On Fri, Oct 15, 2021 at 2:48 PM Parav Pandit <pa...@nvidia.com> wrote:
>
>
>
> > From: Jason Wang <jasow...@redhat.com>
> > Sent: Friday, October 15, 2021 12:12 PM
> >
> > On Fri, Oct 15, 2021 at 1:20 PM Parav Pandit <pa...@nvidia.com> wrote:
> > >
> > >
> > >
> > > > From: Jason Wang <jasow...@redhat.com>
> > > > Sent: Friday, October 15, 2021 10:46 AM
> > > >
> > > >
> > > > 在 2021/10/15 下午12:36, Parav Pandit 写道:
> > > > >
> > > > >> From: Michael S. Tsirkin <m...@redhat.com>
> > > > >> Sent: Friday, October 15, 2021 3:59 AM
> > > > >>
> > > > >> On Thu, Oct 14, 2021 at 05:35:37PM +0000, Parav Pandit wrote:
> > > > >>> Hi Michael, Cornelia,
> > > > >>>
> > > > >>>> From: Parav Pandit
> > > > >>>> Sent: Tuesday, October 12, 2021 2:42 PM
> > > > >>>>
> > > > >>>>> From: Michael S. Tsirkin <m...@redhat.com>
> > > > >>>>> Sent: Tuesday, October 12, 2021 2:32 PM
> > > > >>>>>
> > > > >>>>> On Tue, Oct 12, 2021 at 08:51:34AM +0000, Parav Pandit wrote:
> > > > >>>>>>
> > > > >>>>>>> From: Michael S. Tsirkin <m...@redhat.com>
> > > > >>>>>>> Sent: Monday, October 11, 2021 9:30 PM
> > > > >>>>>>>
> > > > >>>>>>> On Mon, Oct 11, 2021 at 03:44:14PM +0000, Parav Pandit wrote:
> > > > >>>>>>>>>> This is unlikely to work the reset is completed. Because
> > > > >>>>>>>>>> a real device
> > > > >>>>>>>>> implementing this would prefer to do this in fw for 1000
> > > > >>>>>>>>> virtio devices sitting on the physical card.

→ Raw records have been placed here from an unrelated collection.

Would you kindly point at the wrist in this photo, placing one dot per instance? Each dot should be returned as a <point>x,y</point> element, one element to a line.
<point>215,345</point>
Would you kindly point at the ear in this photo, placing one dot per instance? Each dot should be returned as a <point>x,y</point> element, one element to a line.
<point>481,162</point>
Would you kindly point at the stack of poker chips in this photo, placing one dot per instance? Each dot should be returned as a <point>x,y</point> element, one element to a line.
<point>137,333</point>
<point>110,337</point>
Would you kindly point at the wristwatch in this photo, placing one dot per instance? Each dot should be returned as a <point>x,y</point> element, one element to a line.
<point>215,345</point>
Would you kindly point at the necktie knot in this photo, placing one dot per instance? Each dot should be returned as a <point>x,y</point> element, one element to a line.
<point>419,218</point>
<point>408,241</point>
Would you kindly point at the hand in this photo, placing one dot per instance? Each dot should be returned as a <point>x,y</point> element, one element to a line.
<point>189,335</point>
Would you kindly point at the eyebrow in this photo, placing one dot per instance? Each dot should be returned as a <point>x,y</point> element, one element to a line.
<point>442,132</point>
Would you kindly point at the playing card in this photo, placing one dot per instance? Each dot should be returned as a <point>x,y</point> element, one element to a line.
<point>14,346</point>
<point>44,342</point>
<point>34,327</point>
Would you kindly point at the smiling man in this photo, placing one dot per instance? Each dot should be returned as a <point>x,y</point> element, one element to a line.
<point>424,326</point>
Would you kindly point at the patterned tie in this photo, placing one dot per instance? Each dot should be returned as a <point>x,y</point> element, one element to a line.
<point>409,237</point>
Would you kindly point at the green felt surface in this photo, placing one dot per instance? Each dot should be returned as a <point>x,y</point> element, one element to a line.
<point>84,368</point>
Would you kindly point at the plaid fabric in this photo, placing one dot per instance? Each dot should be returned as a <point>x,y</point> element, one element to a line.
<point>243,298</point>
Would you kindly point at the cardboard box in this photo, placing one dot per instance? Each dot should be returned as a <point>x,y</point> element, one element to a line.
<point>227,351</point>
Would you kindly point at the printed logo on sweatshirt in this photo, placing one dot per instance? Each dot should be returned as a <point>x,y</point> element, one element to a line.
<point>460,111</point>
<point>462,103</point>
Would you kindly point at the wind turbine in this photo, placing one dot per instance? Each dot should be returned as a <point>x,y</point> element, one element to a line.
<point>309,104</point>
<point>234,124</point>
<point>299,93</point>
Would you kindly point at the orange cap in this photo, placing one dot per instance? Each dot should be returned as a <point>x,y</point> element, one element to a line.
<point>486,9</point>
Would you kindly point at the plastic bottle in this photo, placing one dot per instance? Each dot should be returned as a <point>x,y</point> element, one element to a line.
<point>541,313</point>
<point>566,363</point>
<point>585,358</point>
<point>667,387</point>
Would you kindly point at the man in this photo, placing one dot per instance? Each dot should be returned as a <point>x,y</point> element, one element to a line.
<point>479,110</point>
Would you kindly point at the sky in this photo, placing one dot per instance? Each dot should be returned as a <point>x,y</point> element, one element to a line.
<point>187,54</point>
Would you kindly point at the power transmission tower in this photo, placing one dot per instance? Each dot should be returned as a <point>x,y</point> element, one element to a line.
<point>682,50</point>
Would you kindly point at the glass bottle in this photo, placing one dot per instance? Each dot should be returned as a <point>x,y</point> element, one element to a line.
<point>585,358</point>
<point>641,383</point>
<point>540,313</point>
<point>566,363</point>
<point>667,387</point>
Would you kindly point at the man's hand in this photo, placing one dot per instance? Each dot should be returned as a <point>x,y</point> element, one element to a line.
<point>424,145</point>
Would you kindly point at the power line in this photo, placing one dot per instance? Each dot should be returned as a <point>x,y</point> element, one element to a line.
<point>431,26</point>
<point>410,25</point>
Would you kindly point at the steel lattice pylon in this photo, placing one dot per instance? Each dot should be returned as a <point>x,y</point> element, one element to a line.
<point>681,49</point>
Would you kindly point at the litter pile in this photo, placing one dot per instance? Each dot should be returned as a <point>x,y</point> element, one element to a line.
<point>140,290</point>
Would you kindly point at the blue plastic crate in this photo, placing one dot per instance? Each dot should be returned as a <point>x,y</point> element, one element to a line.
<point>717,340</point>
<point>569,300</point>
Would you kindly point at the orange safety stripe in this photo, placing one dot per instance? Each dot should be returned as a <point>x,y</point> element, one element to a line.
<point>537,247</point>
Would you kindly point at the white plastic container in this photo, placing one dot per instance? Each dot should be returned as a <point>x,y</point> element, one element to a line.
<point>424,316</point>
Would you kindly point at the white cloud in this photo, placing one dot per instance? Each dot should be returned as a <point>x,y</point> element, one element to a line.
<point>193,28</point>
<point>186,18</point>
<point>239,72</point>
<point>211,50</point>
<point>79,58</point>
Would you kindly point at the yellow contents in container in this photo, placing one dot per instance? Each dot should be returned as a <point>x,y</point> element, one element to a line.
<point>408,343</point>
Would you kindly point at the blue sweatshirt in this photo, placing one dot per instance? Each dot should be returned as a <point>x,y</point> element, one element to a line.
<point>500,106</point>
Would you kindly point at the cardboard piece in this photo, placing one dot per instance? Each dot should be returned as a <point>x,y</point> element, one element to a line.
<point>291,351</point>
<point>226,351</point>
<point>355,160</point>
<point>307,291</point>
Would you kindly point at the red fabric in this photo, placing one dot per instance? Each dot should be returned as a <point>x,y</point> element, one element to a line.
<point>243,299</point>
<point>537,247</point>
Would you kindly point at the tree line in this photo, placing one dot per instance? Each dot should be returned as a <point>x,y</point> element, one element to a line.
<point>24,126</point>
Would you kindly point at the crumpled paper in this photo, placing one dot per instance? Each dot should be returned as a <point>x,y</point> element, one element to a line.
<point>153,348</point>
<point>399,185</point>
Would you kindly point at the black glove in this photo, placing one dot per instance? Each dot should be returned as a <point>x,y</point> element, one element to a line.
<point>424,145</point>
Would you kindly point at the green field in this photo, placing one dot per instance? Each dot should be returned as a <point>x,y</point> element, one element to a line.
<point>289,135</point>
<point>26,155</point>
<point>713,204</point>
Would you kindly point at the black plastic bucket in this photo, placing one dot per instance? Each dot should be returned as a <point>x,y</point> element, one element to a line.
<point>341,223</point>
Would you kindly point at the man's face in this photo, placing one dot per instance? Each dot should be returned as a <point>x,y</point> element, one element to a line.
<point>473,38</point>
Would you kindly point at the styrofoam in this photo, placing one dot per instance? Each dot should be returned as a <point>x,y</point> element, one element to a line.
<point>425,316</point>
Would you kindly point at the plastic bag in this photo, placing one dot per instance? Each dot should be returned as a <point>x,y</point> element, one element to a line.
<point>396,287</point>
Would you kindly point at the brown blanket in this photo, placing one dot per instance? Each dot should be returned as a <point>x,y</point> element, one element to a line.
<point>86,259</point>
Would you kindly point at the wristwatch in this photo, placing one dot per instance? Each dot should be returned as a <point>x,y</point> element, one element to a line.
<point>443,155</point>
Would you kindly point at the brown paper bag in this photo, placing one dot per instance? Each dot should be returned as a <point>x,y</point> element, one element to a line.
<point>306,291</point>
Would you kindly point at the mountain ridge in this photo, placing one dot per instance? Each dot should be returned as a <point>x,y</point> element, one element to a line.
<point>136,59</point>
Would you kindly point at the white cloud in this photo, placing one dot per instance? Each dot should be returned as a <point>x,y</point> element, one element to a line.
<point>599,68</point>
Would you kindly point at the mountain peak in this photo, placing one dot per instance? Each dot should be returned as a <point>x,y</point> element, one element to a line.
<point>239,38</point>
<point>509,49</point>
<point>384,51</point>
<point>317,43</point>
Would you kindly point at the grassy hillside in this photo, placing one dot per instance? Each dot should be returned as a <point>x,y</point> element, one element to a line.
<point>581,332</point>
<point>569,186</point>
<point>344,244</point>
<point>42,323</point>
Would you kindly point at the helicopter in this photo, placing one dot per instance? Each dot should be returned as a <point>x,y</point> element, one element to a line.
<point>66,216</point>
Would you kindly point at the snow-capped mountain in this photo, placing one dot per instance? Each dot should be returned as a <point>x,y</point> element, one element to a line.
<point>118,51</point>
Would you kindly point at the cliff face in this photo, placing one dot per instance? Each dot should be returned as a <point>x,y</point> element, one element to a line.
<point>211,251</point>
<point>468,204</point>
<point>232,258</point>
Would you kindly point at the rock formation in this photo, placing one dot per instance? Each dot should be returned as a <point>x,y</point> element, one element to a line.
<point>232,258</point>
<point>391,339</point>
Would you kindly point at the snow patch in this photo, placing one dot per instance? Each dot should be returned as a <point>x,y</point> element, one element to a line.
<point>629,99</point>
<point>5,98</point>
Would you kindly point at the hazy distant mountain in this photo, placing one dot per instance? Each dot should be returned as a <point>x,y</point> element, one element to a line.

> > > > >>>>>>>>>> And it is very much driven by such implementation at
> > > > >>>>>>>>>> device
> > > > >> devel.
> > > > >>>>>>>>>> So it cannot update the counter value if reset is not
> > > > >>>>>>>>>> completed for the
> > > > >>>>>>> device.
> > > > >>>>>>>>>> I think read only device reset timeout is most elegant
> > > > >>>>>>>>>> option during device
> > > > >>>>>>>>> initialization phase that eliminates infinite loop of today.
> > > > >>>>>>>>>
> > > > >>>>>>>>> Why can't a driver just go ahead and do a timeout regardless?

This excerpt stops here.